The swastika represented "the racism I always knew existed among the student body and administration," said Seye Akinbulumo, ALC vice president and A&S '07.
"It was just a matter of time," added Seif Ammus, CSOM '08. "Just a continuation of what I see every day."
This angry despondency characterized the meeting. "I felt like somebody put their hand on something I keep sacred," Akinbulumo added, referring to an imperative he quoted from Malcolm X: "Be peaceful, be courteous, obey the law, respect everyone, but if someone puts his hand on you, send him to the cemetery."
The 25-person crowd, comprised mostly of members from the AHANA community continually echoed Akinbulumo's emotions, but he and Noelle Green, ALC president and LSOE '07, tried to concentrate on diplomacy and dialogue as a means to rectify the situation.
This diplomacy first took form in a letter the two wrote to University President Rev. William P. Leahy, S.J., and several vice presidents and deans after they found the swastika in their Campanella office on July 16.
"Many of the hate crimes and acts of intolerance occurring on this campus are swept under the rug," the letter said, referring to another swastika drawn on the same day in a Campanella conference room used by the GLBT Leadership Council (GLC), LAMBDA, and Allies.
The vandals also squeezed superglue on the ALC and GLC computers.
"The Heights put the news of the swastika below the fold [Sept. 7, 2006], but last year they printed the story about the three AHANA RAs caught smoking pot above the fold, which shows their agenda," said John Marti, UGBC director of multicultural affairs and A&S '08.
Other hate crimes have plagued the campus in the past. Last February a student alleged to be homosexual returned to his room on Newton to find epithets scrawled on his door and his mattress flipped over. Akinbulumo saw the N-word scrawled across a whiteboard in CLXF when he was a freshman, and Ammus said he's been called a "sand n-" before at BC.
"I feel like BC as a whole has tried to downplay hate crimes," said Lindsay Darras, A&S '08.
Katrina Quisumbing King, ALC member and A&S '07, pointed to these anecdotes as examples of "BC's interest in not talking about hate crimes."
"The detectives were very reluctant to call [the swastika] a hate crime," said Akinbulumo of the BCPD, which arrived soon after the incident on July 16, but has been unable to determine the perpetrator(s). "I think [the swastika was] a clear demonstration of pointed hate and bigotry," he said.

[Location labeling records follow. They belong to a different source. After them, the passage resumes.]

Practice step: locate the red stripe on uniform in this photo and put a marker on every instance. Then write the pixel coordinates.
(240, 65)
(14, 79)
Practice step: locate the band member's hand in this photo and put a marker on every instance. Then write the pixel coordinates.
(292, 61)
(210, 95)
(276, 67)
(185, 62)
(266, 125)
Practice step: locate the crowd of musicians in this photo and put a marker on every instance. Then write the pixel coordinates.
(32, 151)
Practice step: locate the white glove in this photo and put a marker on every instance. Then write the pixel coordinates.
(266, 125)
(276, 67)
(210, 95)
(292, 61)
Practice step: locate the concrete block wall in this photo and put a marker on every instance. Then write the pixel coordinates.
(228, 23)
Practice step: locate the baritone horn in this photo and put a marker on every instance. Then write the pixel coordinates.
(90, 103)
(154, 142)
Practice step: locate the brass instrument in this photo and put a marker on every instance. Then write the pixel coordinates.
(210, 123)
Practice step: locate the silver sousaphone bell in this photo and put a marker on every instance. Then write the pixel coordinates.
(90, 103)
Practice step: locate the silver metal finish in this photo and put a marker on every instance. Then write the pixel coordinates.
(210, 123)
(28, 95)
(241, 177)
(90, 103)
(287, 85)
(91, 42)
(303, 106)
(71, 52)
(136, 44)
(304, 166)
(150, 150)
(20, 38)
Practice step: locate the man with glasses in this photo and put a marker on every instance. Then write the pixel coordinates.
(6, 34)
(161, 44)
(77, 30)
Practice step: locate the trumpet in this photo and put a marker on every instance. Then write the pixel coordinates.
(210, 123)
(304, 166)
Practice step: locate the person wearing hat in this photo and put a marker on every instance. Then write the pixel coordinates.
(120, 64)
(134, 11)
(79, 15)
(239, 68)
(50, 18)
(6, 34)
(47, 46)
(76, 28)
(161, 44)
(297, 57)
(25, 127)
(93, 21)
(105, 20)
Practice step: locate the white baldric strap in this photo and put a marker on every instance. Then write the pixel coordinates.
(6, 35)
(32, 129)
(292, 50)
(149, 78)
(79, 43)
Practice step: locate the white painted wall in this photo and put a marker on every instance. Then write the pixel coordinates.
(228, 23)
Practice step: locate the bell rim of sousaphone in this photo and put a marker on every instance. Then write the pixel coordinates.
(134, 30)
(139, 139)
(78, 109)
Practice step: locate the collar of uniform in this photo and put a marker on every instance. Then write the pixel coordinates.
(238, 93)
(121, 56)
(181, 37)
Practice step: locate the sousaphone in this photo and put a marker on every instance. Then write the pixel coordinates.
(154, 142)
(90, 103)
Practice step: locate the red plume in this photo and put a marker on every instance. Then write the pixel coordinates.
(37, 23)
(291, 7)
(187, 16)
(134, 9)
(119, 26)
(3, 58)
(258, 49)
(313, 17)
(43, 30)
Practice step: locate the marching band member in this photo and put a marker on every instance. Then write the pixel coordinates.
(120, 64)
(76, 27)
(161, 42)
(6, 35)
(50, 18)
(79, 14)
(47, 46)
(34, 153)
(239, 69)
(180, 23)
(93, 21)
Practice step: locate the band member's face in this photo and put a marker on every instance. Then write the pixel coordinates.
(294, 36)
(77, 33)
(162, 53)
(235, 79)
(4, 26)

Akinbulumo met with Robert Sherwood, Dean of Student Development, a week after the incident, who informed him that an announcement would be made and that, incidentally, the Nelson Chair - an honorary seat reserved specifically for AHANA faculty - had been filled after an eight-year vacancy. The ALC had in the past been active in pressuring the administration to fill the Nelson Chair.
"I was surprised by Dean Sherwood and his comprehensive response," said Akinbulumo. This response included the installation of two soundless cameras in front of the UGBC office two days after the incident.
Filling an honorary chair and installing a couple of cameras, though, could not hide the fact that Leahy had not heard about the event a few days after when Christian Cho, A&S '07, approached him about it - even after Akinbulumo said the letter had been sent to Leahy via campus mail.
"We don't know how exactly to stop racism on campus, but we do expect institutional support in our endeavors," read the letter.
The fact that Leahy had not read the letter days after proves the lack of administrative attention racism receives at BC, according to the chorus of voices at the meeting.
More surprising is the Office of Student Affairs' "Intolerance Protocol." Richard Jefferson, director of institutional diversity in the office of human resources, conducts the protocol in regards to hate crimes, according to Akinbulumo's recollection of a meeting with Sherwood.
What Akinbulumo and his colleagues find strange, they say, is the fact that this protocol remains confidential; they believe it has never even been used.
With little faith in the current power structure, the ALC hopes to strangle racism here at BC by beefing up the diversity core, encouraging the hiring of more AHANA professors, holding more town meetings, recruiting Jesuits to come and speak about racism at BC, and amassing a monolithic force that the student body won't see as a "sideshow" or as a "subversive, underground culture," according to Ammus.
"We should be able to fill Fulton 511 with people who care," said Ammus. "What is more important than this right now? Where is everyone right now?"
"White people can walk around all the time and not even think about racism," said Jeanette Marrone, A&S '07, "but we need to provoke people to get them to consider that their value system might not be what they think it is."
"BC capitalizes on Pedro Arrupe service trips, capitalizes on Oscar A. Romero's legacy, capitalizes on Jesuits who have put their life on the line for social justice, but where's that justice today?" asked Akinbulumo, inciting visible encouragement among the crowd. "Where's the action today?"